O parque é a democracia
Todos sonham com ela, ou ao menos dizem que sim. Vivemos dentro dela, cada vez mais. Mas, qual é a sua face? Quando expressa num território específico, quais são as suas cores e as suas formas? Na cidade de São Paulo, a democracia tem ao menos um lar: o Parque do Ibirapuera, no fim de semana. Num destes, o fotógrafo foi em busca de seu retrato.
Espaço público, de acesso fácil e gratuito, o parque recebe gente de toda a metrópole. Muita gente. Em suas vias não há indivíduos, só grupos. Por elas correm rios de adolescentes, de índios, de skate, de gringos, de bicicletas, famílias grandes e seus cachorros, de patins, casais também, que na aglomeração formam também grupos. Tem gente fumando maconha e gente tomando chimarrão. Têm guardas, mas eles só aparecem de vez em quando. São poucos para tantos cachorros soltos e crianças dependuradas nas árvores centenárias. No governo do povo a lei é de aplicação singela, só para dizer que tem.
No parque tem arte, no prédio da Bienal, nas camisetas das moças, na Oca, nas estátuas vivas ou mortas, no MAM e na Praça da Paz, exposta em outdoors. No parque tem música, no auditório projetado por Niemeyer, nos MP3 e nas calçadas, orquestra sinfônica, sanfoneiro e roda de roqueiro. O parque tem comércio de badulaques, água de coco, frizbee, salgadinhos e artesanato. No lago do parque as carpas sobrevivem, com pouco oxigênio e migalhas de pão jogadas pelos turistas.
O parque é esteticamente feio e conceitualmente bonito, pensa o fotógrafo. Passou uma tarde inteira lá sem conseguir tirar uma foto, pois em todas elas houve interferência.

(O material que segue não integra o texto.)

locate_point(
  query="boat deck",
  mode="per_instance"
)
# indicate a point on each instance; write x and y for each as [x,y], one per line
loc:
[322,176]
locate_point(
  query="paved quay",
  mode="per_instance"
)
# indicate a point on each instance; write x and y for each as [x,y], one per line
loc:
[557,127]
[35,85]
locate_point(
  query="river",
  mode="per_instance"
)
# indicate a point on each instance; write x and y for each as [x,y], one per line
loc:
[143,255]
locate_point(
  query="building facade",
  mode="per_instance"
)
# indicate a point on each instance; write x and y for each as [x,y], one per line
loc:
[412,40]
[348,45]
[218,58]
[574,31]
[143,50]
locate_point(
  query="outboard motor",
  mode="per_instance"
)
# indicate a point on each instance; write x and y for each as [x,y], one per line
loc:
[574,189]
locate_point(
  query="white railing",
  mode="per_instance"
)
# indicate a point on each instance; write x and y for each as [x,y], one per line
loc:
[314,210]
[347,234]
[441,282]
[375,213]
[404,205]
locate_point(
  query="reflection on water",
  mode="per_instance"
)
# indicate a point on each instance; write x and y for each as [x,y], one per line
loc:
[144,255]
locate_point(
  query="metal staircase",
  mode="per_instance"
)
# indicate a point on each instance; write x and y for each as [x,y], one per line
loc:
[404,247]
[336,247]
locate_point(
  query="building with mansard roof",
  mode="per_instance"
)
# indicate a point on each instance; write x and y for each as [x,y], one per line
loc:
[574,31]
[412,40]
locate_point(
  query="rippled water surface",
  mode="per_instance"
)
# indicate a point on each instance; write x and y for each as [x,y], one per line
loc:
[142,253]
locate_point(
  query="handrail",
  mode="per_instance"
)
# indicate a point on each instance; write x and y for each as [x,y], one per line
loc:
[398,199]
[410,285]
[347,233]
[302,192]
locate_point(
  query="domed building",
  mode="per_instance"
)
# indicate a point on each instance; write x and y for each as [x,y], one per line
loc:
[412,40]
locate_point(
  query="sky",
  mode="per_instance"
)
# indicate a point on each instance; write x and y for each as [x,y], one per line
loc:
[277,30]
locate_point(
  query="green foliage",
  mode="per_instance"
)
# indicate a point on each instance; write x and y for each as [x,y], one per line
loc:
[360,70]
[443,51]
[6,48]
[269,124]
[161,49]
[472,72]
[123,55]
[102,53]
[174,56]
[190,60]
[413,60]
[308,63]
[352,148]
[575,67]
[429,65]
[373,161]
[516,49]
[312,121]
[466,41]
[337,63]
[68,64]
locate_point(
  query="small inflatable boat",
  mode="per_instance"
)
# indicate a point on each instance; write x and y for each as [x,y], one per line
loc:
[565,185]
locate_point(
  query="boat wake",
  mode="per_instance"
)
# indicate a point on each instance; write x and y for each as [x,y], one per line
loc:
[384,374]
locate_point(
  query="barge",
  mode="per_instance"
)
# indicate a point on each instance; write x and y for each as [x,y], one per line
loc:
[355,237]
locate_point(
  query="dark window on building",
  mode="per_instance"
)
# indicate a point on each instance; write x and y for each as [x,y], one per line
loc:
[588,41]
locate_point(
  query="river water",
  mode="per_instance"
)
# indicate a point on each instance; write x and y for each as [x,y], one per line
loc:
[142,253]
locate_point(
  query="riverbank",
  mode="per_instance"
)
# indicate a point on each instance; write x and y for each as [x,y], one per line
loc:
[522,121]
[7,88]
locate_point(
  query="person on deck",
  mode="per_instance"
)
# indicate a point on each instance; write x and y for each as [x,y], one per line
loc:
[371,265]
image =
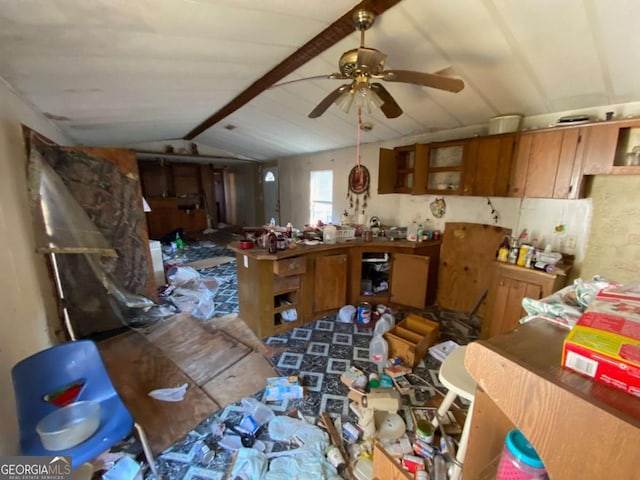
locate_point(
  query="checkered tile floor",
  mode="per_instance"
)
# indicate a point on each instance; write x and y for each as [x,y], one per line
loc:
[321,351]
[318,353]
[226,297]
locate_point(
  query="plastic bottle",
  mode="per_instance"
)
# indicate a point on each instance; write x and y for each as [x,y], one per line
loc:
[379,352]
[179,242]
[412,232]
[513,252]
[272,242]
[503,250]
[329,234]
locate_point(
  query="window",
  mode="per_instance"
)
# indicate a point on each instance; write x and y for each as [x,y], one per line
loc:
[320,196]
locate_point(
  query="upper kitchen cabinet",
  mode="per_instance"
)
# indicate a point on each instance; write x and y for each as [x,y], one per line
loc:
[488,165]
[402,170]
[613,148]
[445,172]
[548,164]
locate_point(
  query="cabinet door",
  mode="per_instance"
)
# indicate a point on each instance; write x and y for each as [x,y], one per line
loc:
[445,167]
[492,166]
[600,150]
[548,164]
[505,304]
[543,164]
[409,280]
[386,171]
[520,166]
[330,282]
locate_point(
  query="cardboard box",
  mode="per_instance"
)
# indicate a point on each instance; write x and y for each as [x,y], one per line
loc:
[605,343]
[411,338]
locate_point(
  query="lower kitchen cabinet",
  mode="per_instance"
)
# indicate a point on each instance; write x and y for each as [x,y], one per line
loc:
[270,293]
[277,292]
[330,282]
[394,273]
[509,285]
[410,279]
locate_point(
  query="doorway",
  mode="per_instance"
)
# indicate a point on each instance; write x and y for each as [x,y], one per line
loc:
[271,195]
[219,195]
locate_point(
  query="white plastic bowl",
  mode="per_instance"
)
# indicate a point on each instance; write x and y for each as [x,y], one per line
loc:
[69,426]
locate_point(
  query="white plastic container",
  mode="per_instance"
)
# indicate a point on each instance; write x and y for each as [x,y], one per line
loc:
[504,124]
[330,234]
[261,413]
[69,426]
[158,264]
[379,352]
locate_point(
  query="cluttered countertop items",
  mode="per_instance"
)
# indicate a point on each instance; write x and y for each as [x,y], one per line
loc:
[526,251]
[275,238]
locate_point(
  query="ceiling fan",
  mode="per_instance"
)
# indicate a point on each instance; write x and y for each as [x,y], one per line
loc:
[361,65]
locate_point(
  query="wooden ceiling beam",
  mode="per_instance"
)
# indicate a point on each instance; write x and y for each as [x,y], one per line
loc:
[331,35]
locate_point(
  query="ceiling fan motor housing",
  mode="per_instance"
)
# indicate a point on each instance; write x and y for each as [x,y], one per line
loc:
[350,67]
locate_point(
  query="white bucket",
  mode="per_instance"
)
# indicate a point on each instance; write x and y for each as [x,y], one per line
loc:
[504,124]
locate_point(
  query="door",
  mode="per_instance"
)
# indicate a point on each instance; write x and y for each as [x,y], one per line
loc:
[330,282]
[409,279]
[271,196]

Atrás de cada rosto bonito tinha gente fazendo piquenique ou pipa voando. Tudo está sempre repleto de gente no parque, tudo em constante movimento, seu coração bate oprimido. O fotógrafo vê a vida e pensa abdicar da câmara.
A democracia o convida, mas o fotógrafo resiste. Ele ainda quer ser só isto, o fotógrafo, removido dela, admirando-se dela, de fora. Ela o desafia: minha beleza não se capta em filme, somente na alma. Ele volta-se para a natureza, tira uma foto de uma azaleia cor-de-rosa e outra de um bouganville lilás, mas elas lhe parecem pálidas.
É domingo e há uma rede a balançar no redário do parque. Ele ainda resiste, mas sente fome. Lembra-se do pão de queijo que vira na lanchonete próxima ao Planetário. Recorda-se de que é humano. Está cansado de trabalhar. As famílias almoçam, muitas delas, em toda parte. Ele caminha até a lanchonete, ainda em busca de ângulos. Pede um lanche, um hambúrguer chamado X-tudo. É a democracia envolvendo-o. Uma cerveja, por favor.
Enquanto come, ele percebe que é o único que veio sozinho ao parque. O sol brilha, a cerveja bate. Ele caminha até o redário. Alguém já sabia que ele viria sem rede de casa. É o seu João, alagoano de São José dos Milagres, pernambucano que está há quinze anos em Sumpaulo, que aluga redes por cinco reais. O fotógrafo não pechincha.
Deitado, observa as famílias penduradas nas meias-luas coloridas ao lado. Seus dedos vão em direção da câmera, mas não… o fotógrafo está sonolento. Por um instante, ele preocupa-se com o seguinte: “e se alguém me ver assim, deitado na rede, em meio às famílias que vão ao parque no domingo?”. É estranho não ter mais onde se refugiar. O cidadão ama a democracia tanto quanto a teme. Ser indivíduo é demasiado lisonjeiro. Olhar a massa, diferenciando-se dela, é confortável. A rede balança, o vento apazigua a sua urticária. No limiar do sono não dá mais para negar, ele confessa para si mesmo: “Eu sou o povo”. Sua mente retesa-se, mas seus músculos relaxam, mesmo contra sua vontade. Não é assim tão ruim, diz o sol. A cerveja, a rede, o vento… e ele adormece para a vida.